2. Formes selon le terrain

  • Enfant : Rare, absence de vaccination BCG++, peut se révéler par une énurésie.
  • Sujet âgé : Simule d’autres affections égarant le diagnostic.
  • Immunodéprimé : Localisations souvent multiples, évolution rapide vers des complications.
  • TUG et VIH : Diagnostic difficile dû à l’anergie tuberculinique, localisations multiples.

III. Diagnostic

1. Diagnostic positif

  • Clinique : Signes urinaires ou génitaux.
  • Paraclinique : IDRT, ECBU avec recherche de BK, imagerie.

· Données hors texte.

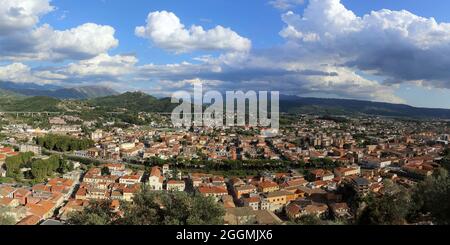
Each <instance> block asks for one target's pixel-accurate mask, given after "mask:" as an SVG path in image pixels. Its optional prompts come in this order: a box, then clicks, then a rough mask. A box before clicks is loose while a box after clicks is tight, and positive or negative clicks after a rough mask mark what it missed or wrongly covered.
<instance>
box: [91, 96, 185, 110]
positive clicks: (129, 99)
mask: <svg viewBox="0 0 450 245" xmlns="http://www.w3.org/2000/svg"><path fill="white" fill-rule="evenodd" d="M88 103H89V104H91V105H93V106H97V107H102V108H105V109H108V110H110V111H117V110H118V109H126V110H128V111H144V112H171V111H172V110H173V108H175V106H176V104H172V103H170V99H169V98H164V99H157V98H156V97H153V96H151V95H148V94H145V93H142V92H127V93H124V94H120V95H113V96H107V97H102V98H95V99H91V100H89V101H88Z"/></svg>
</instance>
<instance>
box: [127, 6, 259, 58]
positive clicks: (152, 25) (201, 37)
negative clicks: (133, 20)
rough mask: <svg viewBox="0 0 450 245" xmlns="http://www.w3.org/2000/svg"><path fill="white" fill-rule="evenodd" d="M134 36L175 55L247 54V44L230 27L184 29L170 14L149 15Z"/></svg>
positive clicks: (243, 37)
mask: <svg viewBox="0 0 450 245" xmlns="http://www.w3.org/2000/svg"><path fill="white" fill-rule="evenodd" d="M135 34H136V35H137V36H139V37H143V38H147V39H149V40H150V41H151V42H152V43H153V44H154V45H155V46H157V47H160V48H163V49H167V50H170V51H173V52H176V53H185V52H192V51H196V50H226V51H233V52H247V51H248V50H250V48H251V41H250V40H249V39H247V38H244V37H241V36H239V34H237V33H236V32H234V31H233V30H231V29H230V28H225V27H222V26H220V25H219V26H216V27H215V28H213V29H210V30H205V29H203V27H201V26H197V25H192V26H191V27H190V28H189V29H187V28H186V27H185V26H184V25H183V24H182V23H181V21H180V19H179V18H178V17H177V16H176V15H175V14H174V13H172V12H167V11H160V12H159V11H157V12H152V13H150V14H149V15H148V17H147V24H146V25H145V26H138V27H136V29H135Z"/></svg>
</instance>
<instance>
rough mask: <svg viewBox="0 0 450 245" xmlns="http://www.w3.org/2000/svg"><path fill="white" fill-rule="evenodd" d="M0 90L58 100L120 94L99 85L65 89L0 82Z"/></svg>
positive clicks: (19, 93)
mask: <svg viewBox="0 0 450 245" xmlns="http://www.w3.org/2000/svg"><path fill="white" fill-rule="evenodd" d="M0 89H3V90H5V91H11V92H14V93H16V94H20V95H26V96H47V97H52V98H58V99H90V98H97V97H105V96H110V95H117V94H119V93H118V92H117V91H115V90H113V89H111V88H108V87H105V86H97V85H87V86H78V87H72V88H63V87H59V86H53V85H39V84H34V83H29V84H28V83H27V84H26V85H25V84H21V83H12V82H0Z"/></svg>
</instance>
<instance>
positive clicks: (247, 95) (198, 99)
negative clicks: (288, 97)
mask: <svg viewBox="0 0 450 245" xmlns="http://www.w3.org/2000/svg"><path fill="white" fill-rule="evenodd" d="M191 94H192V93H189V92H187V91H178V92H175V93H173V95H172V101H171V102H172V103H177V104H178V103H180V102H181V104H180V105H178V106H177V107H176V108H175V109H174V110H173V111H172V114H171V120H172V123H173V125H174V126H175V127H191V126H195V127H224V126H227V127H235V126H237V127H244V126H249V127H261V128H269V129H271V130H272V131H273V132H278V129H279V118H280V116H279V114H280V112H279V97H280V94H279V92H278V91H271V92H270V98H269V92H267V91H259V92H258V93H257V92H255V91H253V90H250V91H247V92H246V93H244V92H243V91H226V93H225V100H224V98H223V94H222V93H220V92H219V91H207V92H206V93H203V86H202V84H201V83H195V84H194V92H193V97H192V96H191ZM224 103H225V105H226V106H225V107H224ZM269 114H270V117H269ZM224 124H225V125H224Z"/></svg>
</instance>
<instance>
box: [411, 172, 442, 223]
mask: <svg viewBox="0 0 450 245" xmlns="http://www.w3.org/2000/svg"><path fill="white" fill-rule="evenodd" d="M413 200H414V203H415V205H414V213H413V214H416V215H417V212H419V213H423V214H427V213H430V214H431V216H432V218H433V220H434V221H435V222H437V223H438V224H443V225H448V224H450V207H449V205H448V203H449V202H450V178H449V175H448V172H447V170H445V169H443V168H441V169H439V170H438V171H436V172H435V173H434V174H433V175H432V176H430V177H428V178H426V179H425V181H423V182H421V183H419V184H418V185H417V186H416V188H415V189H414V191H413Z"/></svg>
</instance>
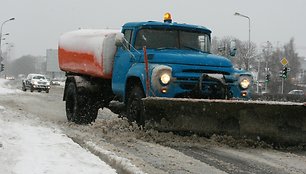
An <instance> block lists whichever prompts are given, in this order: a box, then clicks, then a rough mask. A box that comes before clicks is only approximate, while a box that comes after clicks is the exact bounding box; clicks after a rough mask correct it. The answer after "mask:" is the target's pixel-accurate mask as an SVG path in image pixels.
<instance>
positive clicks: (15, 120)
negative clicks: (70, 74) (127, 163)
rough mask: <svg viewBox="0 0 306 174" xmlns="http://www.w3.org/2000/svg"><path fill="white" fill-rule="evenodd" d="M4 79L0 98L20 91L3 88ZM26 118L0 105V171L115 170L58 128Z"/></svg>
mask: <svg viewBox="0 0 306 174" xmlns="http://www.w3.org/2000/svg"><path fill="white" fill-rule="evenodd" d="M5 82H6V80H3V79H0V97H3V96H4V95H3V94H10V93H16V92H17V91H20V90H13V89H7V88H5ZM29 117H31V116H29V115H20V114H19V113H16V112H12V111H10V110H9V109H7V108H5V107H3V106H1V105H0V128H1V129H0V173H14V174H23V173H24V174H28V173H31V174H41V173H46V174H50V173H52V174H53V173H56V174H58V173H63V174H69V173H71V174H74V173H91V174H92V173H93V174H96V173H97V174H98V173H104V174H105V173H107V174H112V173H116V171H115V170H114V169H112V168H111V167H110V166H109V165H107V164H106V163H105V162H104V161H101V160H100V159H99V158H98V157H97V156H95V155H93V154H92V153H90V152H88V151H87V150H85V149H83V148H82V147H80V146H79V145H78V144H76V143H74V142H73V141H72V140H71V139H70V138H68V137H67V136H66V135H65V134H63V133H61V131H60V130H59V129H57V128H47V127H43V126H40V122H39V120H37V119H35V118H31V119H29Z"/></svg>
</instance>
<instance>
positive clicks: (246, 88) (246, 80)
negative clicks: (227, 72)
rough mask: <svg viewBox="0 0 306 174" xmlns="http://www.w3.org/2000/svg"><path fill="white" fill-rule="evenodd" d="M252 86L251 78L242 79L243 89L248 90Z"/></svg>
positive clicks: (240, 82)
mask: <svg viewBox="0 0 306 174" xmlns="http://www.w3.org/2000/svg"><path fill="white" fill-rule="evenodd" d="M250 84H251V81H250V79H249V78H247V77H241V79H240V87H241V88H242V89H247V88H248V87H249V86H250Z"/></svg>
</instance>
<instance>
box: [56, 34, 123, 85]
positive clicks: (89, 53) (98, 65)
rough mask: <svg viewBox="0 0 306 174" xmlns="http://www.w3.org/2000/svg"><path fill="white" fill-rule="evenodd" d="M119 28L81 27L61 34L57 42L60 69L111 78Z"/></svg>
mask: <svg viewBox="0 0 306 174" xmlns="http://www.w3.org/2000/svg"><path fill="white" fill-rule="evenodd" d="M117 33H120V31H119V30H109V29H105V30H91V29H81V30H75V31H70V32H67V33H64V34H62V35H61V37H60V39H59V44H58V47H59V48H58V50H59V51H58V59H59V67H60V69H61V70H62V71H65V72H72V73H78V74H84V75H89V76H93V77H101V78H105V79H111V77H112V69H113V61H114V57H115V54H116V50H117V48H116V45H115V37H116V34H117Z"/></svg>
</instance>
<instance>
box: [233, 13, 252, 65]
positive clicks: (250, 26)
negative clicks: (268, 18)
mask: <svg viewBox="0 0 306 174" xmlns="http://www.w3.org/2000/svg"><path fill="white" fill-rule="evenodd" d="M234 15H235V16H240V17H244V18H247V19H248V20H249V43H248V53H247V54H248V56H249V54H250V49H251V19H250V17H248V16H246V15H243V14H240V13H237V12H236V13H235V14H234ZM248 63H249V62H248ZM247 66H248V67H246V69H247V70H249V65H247Z"/></svg>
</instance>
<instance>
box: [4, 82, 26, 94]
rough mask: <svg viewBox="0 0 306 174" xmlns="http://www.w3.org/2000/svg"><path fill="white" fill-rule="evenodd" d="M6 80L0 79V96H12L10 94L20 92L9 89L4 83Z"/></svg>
mask: <svg viewBox="0 0 306 174" xmlns="http://www.w3.org/2000/svg"><path fill="white" fill-rule="evenodd" d="M7 81H8V80H5V79H0V95H1V94H12V93H18V92H21V90H19V89H10V88H9V86H6V85H5V83H6V82H7Z"/></svg>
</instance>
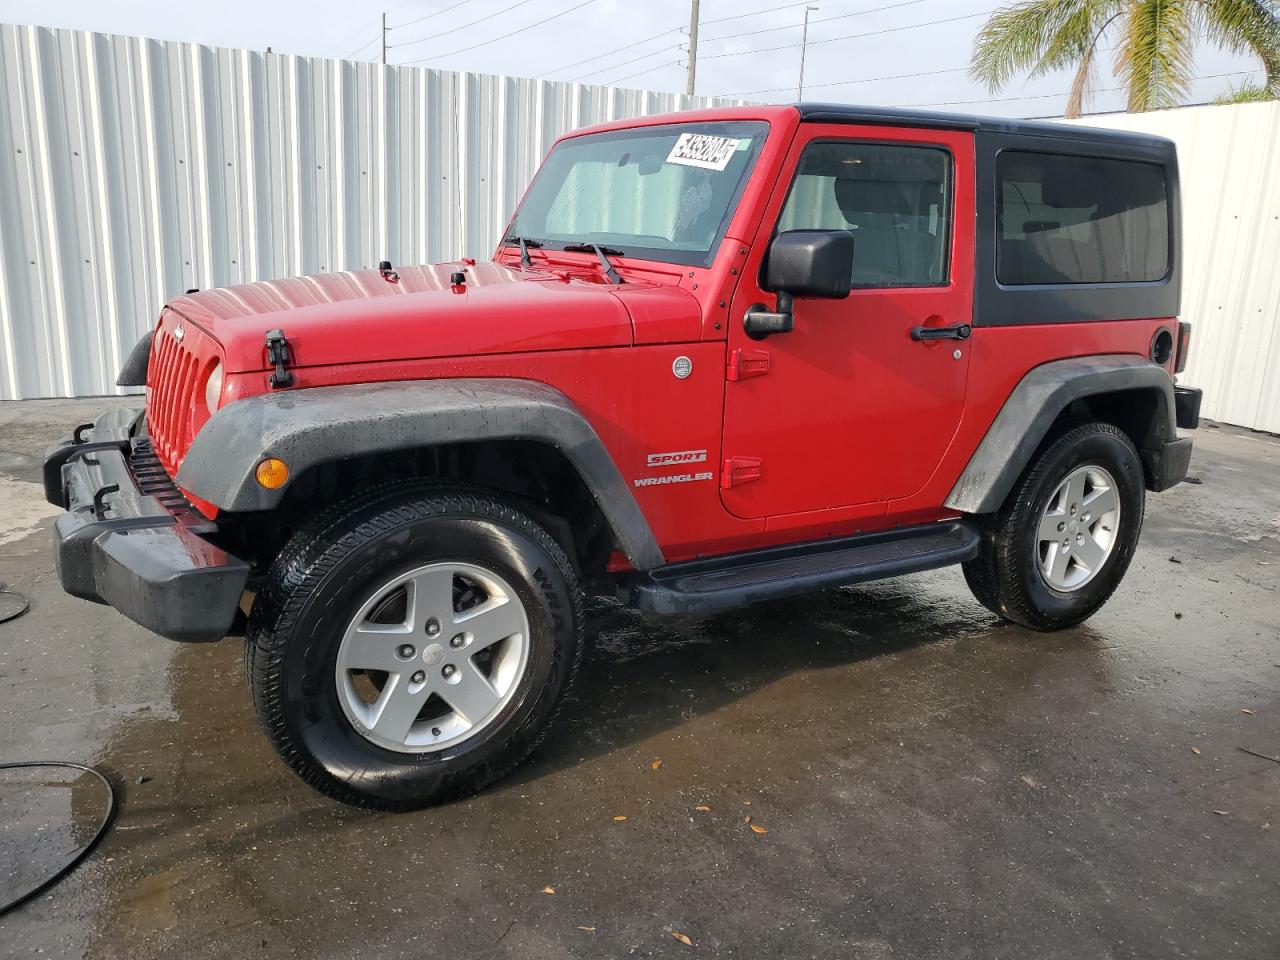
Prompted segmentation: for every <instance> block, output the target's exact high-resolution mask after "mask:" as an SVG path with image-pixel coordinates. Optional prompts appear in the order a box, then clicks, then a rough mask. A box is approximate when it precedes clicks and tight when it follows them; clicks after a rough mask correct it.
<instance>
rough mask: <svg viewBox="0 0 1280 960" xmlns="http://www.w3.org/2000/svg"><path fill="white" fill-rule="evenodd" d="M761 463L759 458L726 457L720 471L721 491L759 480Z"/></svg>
mask: <svg viewBox="0 0 1280 960" xmlns="http://www.w3.org/2000/svg"><path fill="white" fill-rule="evenodd" d="M763 462H764V461H762V460H760V458H759V457H726V458H724V468H723V470H722V471H721V489H722V490H727V489H728V488H731V486H741V485H742V484H749V483H751V481H753V480H759V479H760V476H762V472H763V467H762V465H763Z"/></svg>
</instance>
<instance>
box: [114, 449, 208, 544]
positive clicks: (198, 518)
mask: <svg viewBox="0 0 1280 960" xmlns="http://www.w3.org/2000/svg"><path fill="white" fill-rule="evenodd" d="M129 472H131V474H132V475H133V483H136V484H137V485H138V492H140V493H142V494H145V495H146V497H155V498H156V499H157V500H159V502H160V506H163V507H164V508H165V509H166V511H169V512H170V513H173V515H174V517H177V518H178V520H179V521H183V522H186V524H187V525H188V526H189V525H192V524H202V522H204V517H201V516H200V513H198V512H196V508H195V507H192V506H191V502H189V500H188V499H187V498H186V497H183V495H182V490H179V489H178V485H177V484H175V483H174V481H173V479H172V477H170V476H169V474H168V472H166V471H165V467H164V465H161V462H160V458H159V457H157V456H156V452H155V445H154V444H152V442H151V438H150V436H136V438H134V439H133V445H132V449H131V451H129Z"/></svg>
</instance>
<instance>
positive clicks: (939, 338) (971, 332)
mask: <svg viewBox="0 0 1280 960" xmlns="http://www.w3.org/2000/svg"><path fill="white" fill-rule="evenodd" d="M972 333H973V328H972V326H970V325H969V324H959V325H957V326H913V328H911V339H913V340H968V339H969V334H972Z"/></svg>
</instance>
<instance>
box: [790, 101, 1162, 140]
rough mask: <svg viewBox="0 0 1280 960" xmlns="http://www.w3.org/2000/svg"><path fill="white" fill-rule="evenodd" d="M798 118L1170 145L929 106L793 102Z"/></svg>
mask: <svg viewBox="0 0 1280 960" xmlns="http://www.w3.org/2000/svg"><path fill="white" fill-rule="evenodd" d="M795 108H796V110H799V111H800V119H801V120H803V122H809V123H874V124H886V125H890V127H929V128H936V129H956V131H974V132H978V133H1014V134H1019V136H1027V137H1047V138H1052V140H1074V141H1088V142H1096V143H1133V145H1147V146H1156V145H1160V146H1171V143H1172V142H1171V141H1170V140H1167V138H1165V137H1157V136H1153V134H1151V133H1134V132H1133V131H1110V129H1102V128H1098V127H1078V125H1075V124H1065V123H1046V122H1043V120H1014V119H1009V118H1005V116H973V115H969V114H945V113H936V111H932V110H908V109H904V108H896V106H858V105H852V104H810V102H804V104H796V105H795Z"/></svg>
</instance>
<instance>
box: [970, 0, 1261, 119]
mask: <svg viewBox="0 0 1280 960" xmlns="http://www.w3.org/2000/svg"><path fill="white" fill-rule="evenodd" d="M1202 36H1203V37H1204V38H1206V40H1208V41H1210V42H1211V44H1213V45H1216V46H1219V47H1221V49H1224V50H1229V51H1231V52H1252V54H1253V55H1254V56H1257V58H1258V59H1260V60H1261V61H1262V65H1263V69H1265V70H1266V83H1265V86H1263V90H1266V91H1270V93H1271V96H1277V95H1280V17H1277V14H1276V13H1275V12H1272V9H1271V8H1270V6H1268V4H1267V0H1023V1H1021V3H1016V4H1014V5H1012V6H1006V8H1004V9H1001V10H997V12H996V13H993V14H992V15H991V18H989V19H988V20H987V23H986V24H984V26H983V29H982V32H980V33H979V35H978V40H977V41H975V44H974V50H973V59H972V63H970V68H969V74H970V76H972V77H973V78H974V79H978V81H980V82H983V83H984V84H986V86H987V88H988V90H991V91H997V90H1000V88H1001V87H1004V86H1005V84H1006V83H1009V82H1010V81H1011V79H1014V77H1016V76H1018V74H1021V73H1025V74H1027V76H1028V77H1038V76H1042V74H1046V73H1052V72H1055V70H1061V69H1068V68H1075V77H1074V79H1073V83H1071V96H1070V99H1069V101H1068V105H1066V115H1068V116H1078V115H1079V114H1080V111H1082V109H1083V104H1084V99H1085V96H1087V95H1088V91H1089V88H1091V87H1092V86H1093V79H1094V67H1096V64H1097V58H1098V54H1101V52H1107V51H1111V52H1112V54H1114V63H1112V69H1114V72H1115V74H1116V76H1117V77H1119V78H1120V81H1121V83H1123V84H1124V87H1125V90H1126V91H1128V95H1129V110H1133V111H1137V110H1158V109H1161V108H1167V106H1176V105H1178V104H1179V102H1181V101H1183V100H1184V99H1185V96H1187V91H1188V87H1189V84H1190V81H1192V72H1193V64H1192V54H1193V50H1194V46H1196V41H1197V40H1198V38H1199V37H1202ZM1103 37H1107V38H1108V41H1110V42H1111V46H1110V47H1107V49H1100V46H1098V42H1100V41H1101V40H1102V38H1103Z"/></svg>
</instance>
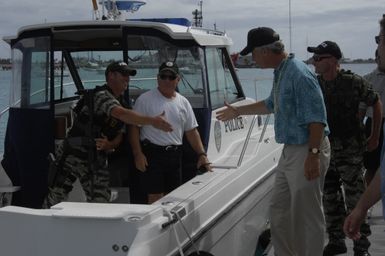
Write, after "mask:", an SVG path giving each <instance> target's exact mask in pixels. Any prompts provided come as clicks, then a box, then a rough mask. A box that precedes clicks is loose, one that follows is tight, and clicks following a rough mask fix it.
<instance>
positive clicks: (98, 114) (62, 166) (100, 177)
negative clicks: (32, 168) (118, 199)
mask: <svg viewBox="0 0 385 256" xmlns="http://www.w3.org/2000/svg"><path fill="white" fill-rule="evenodd" d="M135 74H136V70H133V69H130V68H128V66H127V64H126V63H124V62H113V63H111V64H110V65H109V66H108V67H107V69H106V72H105V76H106V81H107V83H106V84H105V85H104V86H100V87H97V88H95V89H94V90H90V91H86V92H85V93H84V95H83V97H82V99H80V100H79V102H78V104H77V106H76V107H75V109H74V112H75V114H76V116H75V120H74V124H73V126H72V127H71V129H70V131H69V132H68V136H67V137H66V138H65V139H64V141H63V143H62V145H60V146H59V147H58V150H57V154H56V161H55V166H56V173H55V175H54V179H53V182H52V184H50V187H49V191H48V195H47V198H46V200H45V207H50V206H52V205H54V204H57V203H59V202H61V201H64V200H66V199H67V197H68V193H69V192H70V191H71V190H72V188H73V183H74V182H75V180H76V179H79V181H80V183H81V185H82V187H83V189H84V191H85V194H86V196H87V201H88V202H109V201H110V198H111V195H110V189H109V172H108V170H107V152H108V151H111V150H113V149H114V148H116V147H117V146H118V145H119V144H120V142H121V140H122V131H123V126H124V123H126V124H137V125H152V126H154V127H155V128H158V129H161V130H163V131H166V132H169V131H172V127H171V125H170V124H169V123H168V122H167V121H166V120H165V119H164V117H163V116H162V115H159V116H155V117H148V116H143V115H140V114H138V113H136V112H134V111H132V110H130V109H127V108H125V107H124V105H122V104H123V101H122V94H123V92H124V91H125V90H126V89H127V87H128V83H129V80H130V76H133V75H135ZM90 109H92V110H93V111H92V116H91V115H90V114H89V113H90V112H91V111H90ZM90 156H91V157H90ZM91 158H92V159H91ZM50 171H51V170H50Z"/></svg>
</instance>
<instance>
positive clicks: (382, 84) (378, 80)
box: [364, 68, 385, 117]
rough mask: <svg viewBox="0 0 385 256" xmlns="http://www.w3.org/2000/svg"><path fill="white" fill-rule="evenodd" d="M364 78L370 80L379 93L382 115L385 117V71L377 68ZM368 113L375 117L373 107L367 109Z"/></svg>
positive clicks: (370, 115)
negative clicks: (373, 110)
mask: <svg viewBox="0 0 385 256" xmlns="http://www.w3.org/2000/svg"><path fill="white" fill-rule="evenodd" d="M364 78H365V79H366V80H368V81H369V82H370V83H371V84H372V86H373V89H374V90H375V91H376V92H377V93H378V94H379V96H380V100H381V102H382V116H383V117H385V103H384V102H385V73H383V72H381V71H379V70H378V69H377V68H376V69H375V70H373V71H372V72H370V73H369V74H367V75H365V76H364ZM366 115H367V116H369V117H373V108H372V107H369V108H368V109H367V111H366Z"/></svg>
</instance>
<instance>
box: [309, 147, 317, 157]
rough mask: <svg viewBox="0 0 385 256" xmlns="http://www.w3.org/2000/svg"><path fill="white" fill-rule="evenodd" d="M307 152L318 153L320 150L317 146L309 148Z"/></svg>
mask: <svg viewBox="0 0 385 256" xmlns="http://www.w3.org/2000/svg"><path fill="white" fill-rule="evenodd" d="M309 152H310V153H312V154H315V155H318V154H319V153H320V150H319V148H309Z"/></svg>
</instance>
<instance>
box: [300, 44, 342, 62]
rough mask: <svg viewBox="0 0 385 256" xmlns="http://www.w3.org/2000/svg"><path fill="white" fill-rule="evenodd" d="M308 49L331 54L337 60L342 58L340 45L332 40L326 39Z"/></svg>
mask: <svg viewBox="0 0 385 256" xmlns="http://www.w3.org/2000/svg"><path fill="white" fill-rule="evenodd" d="M307 51H308V52H312V53H315V54H330V55H332V56H333V57H335V58H336V59H337V60H339V59H341V58H342V52H341V50H340V47H339V46H338V44H336V43H335V42H332V41H324V42H322V43H321V44H320V45H318V46H317V47H308V48H307Z"/></svg>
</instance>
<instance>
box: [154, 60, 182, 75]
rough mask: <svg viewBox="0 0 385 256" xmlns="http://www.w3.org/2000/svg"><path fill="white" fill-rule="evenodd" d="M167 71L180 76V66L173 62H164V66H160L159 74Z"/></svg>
mask: <svg viewBox="0 0 385 256" xmlns="http://www.w3.org/2000/svg"><path fill="white" fill-rule="evenodd" d="M166 71H170V72H172V73H173V74H175V75H178V74H179V68H178V65H177V64H176V63H175V62H172V61H166V62H163V63H162V65H160V67H159V74H160V73H163V72H166Z"/></svg>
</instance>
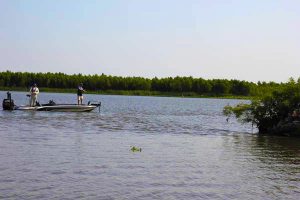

2. Diagnostic différentiel

  • Bilharziose uro-génitale :
    • Hématurie, signes de cystite.
    • NFS : hyperéosinophilie.
    • ASP : calcifications, aspect de "vessie porcelaine".
    • Cystoscopie + biopsie : granulations en "grain de semoule", "grains d’acné", bilharziome.
  • Cancer du rein.
  • Autres : Pyélonéphrite chronique, orchiépididymite chronique à germes non spécifiques, cystite à germes non spécifiques.

3. Diagnostic étiologique

  • Germe : BK : BAAR, appartenant au complexe Mycobacterium tuberculosis (tuberculosis +++).
  • Porte d’entrée : Secondaire à une autre localisation tuberculeuse : poumon +++, os ou ganglions.
    • L’inoculation rénale se faisant par voie hématogène.
    • Puis diffusion du BK du parenchyme rénal infecté par :
      • Voie canalaire : descend le cours de l’urine dans les cavités excrétrices.
      • Voie spermatique rétrograde : remonte le cours du sperme.
  • Terrain : Tout le monde mais surtout les immunodéprimés (VIH+++), les non-vaccinés, conditions socio-économiques défavorables.

IV. Traitement

1. Traitement curatif

1.1. Buts

  • Stabiliser le foyer infectieux.
  • Éviter/traiter les complications.

1.2. Moyens

  • Médicaux :
    • Anti-tuberculeux :
      • Le traitement est le même que celui de la tuberculose pulmonaire : polychimiothérapie utilisée sur une période prolongée de 6 mois.
      • Molécules :
        • Isoniazide : 5 mg/kg/j (risque de polynévrite, hépatotoxicité).
        • Rifampicine : 10 mg/kg/j (hépatotoxicité).
        • Éthambutol : 15 mg/kg/j (risque de névrite optique rétrobulbaire).
        • Pyrazinamide : 30 mg/kg/j (hépatotoxicité).
        • Streptomycine (risque d’atteinte auditive, toxicité rénale).
      • Schéma thérapeutique : 2 RHZE / 4 RH (2 mois de Rifampicine, Isoniazide, Pyrazinamide, Éthambutol / 4 mois de Rifampicine, Isoniazide).
      • Surveillance du traitement : Clinique, bilan hépatique, bactériologie.
    • Épuration extra-rénale (EER), Assistance Médicale à la Procréation (AMP).
  • Chirurgicaux :
    • Chirurgie d’exérèse :
      • Appareil urinaire : Néphrectomie totale, néphrectomie partielle, spéléotomie, spélectomie.
      • Appareil génital : Épididymectomie, orchidectomie, résection trans-urétrale de la prostate (RTUP).
    • Chirurgie réparatrice :
      • Néphrostomie d’attente.
      • Résection anastomose, entérouretéroplastie.
      • Réimplantation urétéro-vésicale.
      • Entérocystoplastie d’agrandissement.
      • Urétrotomies internes endoscopiques, urétroplasties avec ou sans lambeau.
      • Transplantation.

3. Indications

  • Antituberculeux dans tous les cas.
  • Traitement des complications/séquelles :
    • Pyonéphrose : Néphrectomie totale.
    • Lésions rénales avec exclusion : Néphrectomie partielle.
    • Exclusion de cavernes : Spéléotomie/spélectomie.
    • Sténose urétérale haute : Résection anastomose, entérouretéroplastie.
    • Sténose urétérale basse : Réimplantation urétéro-vésicale.
    • Petite vessie : Entérocystoplastie d’agrandissement.
    • Sténose urétrale : Urétrotomie interne endoscopique, urétroplastie.
    • Épididymite : Épididymectomie.
    • Orchite avec fonte caséeuse : Orchidectomie.
    • Cavernes intra-prostatiques : RTUP.
    • Infertilité : Assistance médicale à la procréation.
    • Insuffisance rénale (IR) : EER, transplantation.